Seitens des Darlehensnehmers muss darüber hinaus sichergestellt werden, dass die aus der Fremdfinanzierung resultierenden Zinszahlungen steuerlich als Aufwand geltend gemacht werden können und nicht etwa Zinsabzugsbeschränkung die Abzugsfähigkeit verhindern.

Steuerrechtliche Behandlung von Homeoffice

In Zeiten des Corona-Virus arbeiten viele Mitarbeiter von Zuhause. Gerade in grenznahen Gebieten (aber auch im interkantonalen Verhältnis) stellt sich dabei die Frage, ob das Homeoffice eine Betriebsstätte begründet. In diesem Fall wäre eine entsprechende Steuerausscheidung vorzunehmen.
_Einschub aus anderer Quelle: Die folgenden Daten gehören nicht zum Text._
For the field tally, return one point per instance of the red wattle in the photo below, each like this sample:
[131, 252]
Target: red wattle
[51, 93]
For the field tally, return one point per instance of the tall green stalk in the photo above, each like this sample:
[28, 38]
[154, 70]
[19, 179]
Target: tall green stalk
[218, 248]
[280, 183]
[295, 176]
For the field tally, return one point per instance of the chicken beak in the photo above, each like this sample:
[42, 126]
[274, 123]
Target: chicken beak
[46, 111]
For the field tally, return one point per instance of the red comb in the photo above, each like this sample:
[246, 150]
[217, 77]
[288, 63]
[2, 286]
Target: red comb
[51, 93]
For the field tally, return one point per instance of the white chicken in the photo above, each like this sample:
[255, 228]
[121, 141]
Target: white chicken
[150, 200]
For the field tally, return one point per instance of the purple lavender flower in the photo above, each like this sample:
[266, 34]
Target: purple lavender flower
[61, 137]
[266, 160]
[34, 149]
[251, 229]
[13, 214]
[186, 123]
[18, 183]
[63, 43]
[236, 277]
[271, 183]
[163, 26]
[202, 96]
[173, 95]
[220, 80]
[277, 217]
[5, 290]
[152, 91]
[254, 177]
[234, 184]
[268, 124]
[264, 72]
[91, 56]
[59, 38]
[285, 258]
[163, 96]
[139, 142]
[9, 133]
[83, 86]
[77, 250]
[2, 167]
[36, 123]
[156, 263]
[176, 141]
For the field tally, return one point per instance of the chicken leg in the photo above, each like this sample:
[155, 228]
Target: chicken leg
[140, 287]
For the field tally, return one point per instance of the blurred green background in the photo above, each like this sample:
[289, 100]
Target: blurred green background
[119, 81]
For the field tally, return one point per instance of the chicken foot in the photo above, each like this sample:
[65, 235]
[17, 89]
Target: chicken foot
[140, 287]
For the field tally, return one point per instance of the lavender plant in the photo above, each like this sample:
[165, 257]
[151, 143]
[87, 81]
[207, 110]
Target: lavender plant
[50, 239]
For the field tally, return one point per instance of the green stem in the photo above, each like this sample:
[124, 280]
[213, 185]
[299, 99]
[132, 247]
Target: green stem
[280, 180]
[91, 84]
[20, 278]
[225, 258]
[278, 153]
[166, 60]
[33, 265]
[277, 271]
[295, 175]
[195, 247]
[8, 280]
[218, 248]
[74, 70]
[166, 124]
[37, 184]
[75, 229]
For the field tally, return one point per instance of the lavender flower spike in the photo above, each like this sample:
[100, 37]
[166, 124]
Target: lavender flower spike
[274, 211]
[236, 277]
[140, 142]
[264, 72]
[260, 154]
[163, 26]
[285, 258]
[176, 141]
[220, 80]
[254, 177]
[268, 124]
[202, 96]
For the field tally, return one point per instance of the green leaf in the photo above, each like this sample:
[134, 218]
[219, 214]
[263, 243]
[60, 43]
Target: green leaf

Die ESTV hat sich bereits zu dieser Problematik geäussert. Im Rahmen dessen kommt sie zu dem Schluss, dass ein „erzwunges“ Homeoffice aus heutiger Sicht nicht auf eine dauerhafte Tätigkeit ausgerichtet ist und schon aufgrund dessen keine Betriebsstätte begründet. Sollte die Tätigkeit im Homeoffice jedoch über einen Zeitraum von mehr als sechs Monaten andauern, ist die Situation für den konkreten Einzelfall zu prüfen. Meist wird es jedoch auch bei längerfristigen Anordnungen an der Verfügungsmacht des Arbeitgebers über die Homeoffice-Räumlichkeiten und an der ausschliesslichen geschäftlichen Nutzung mangeln.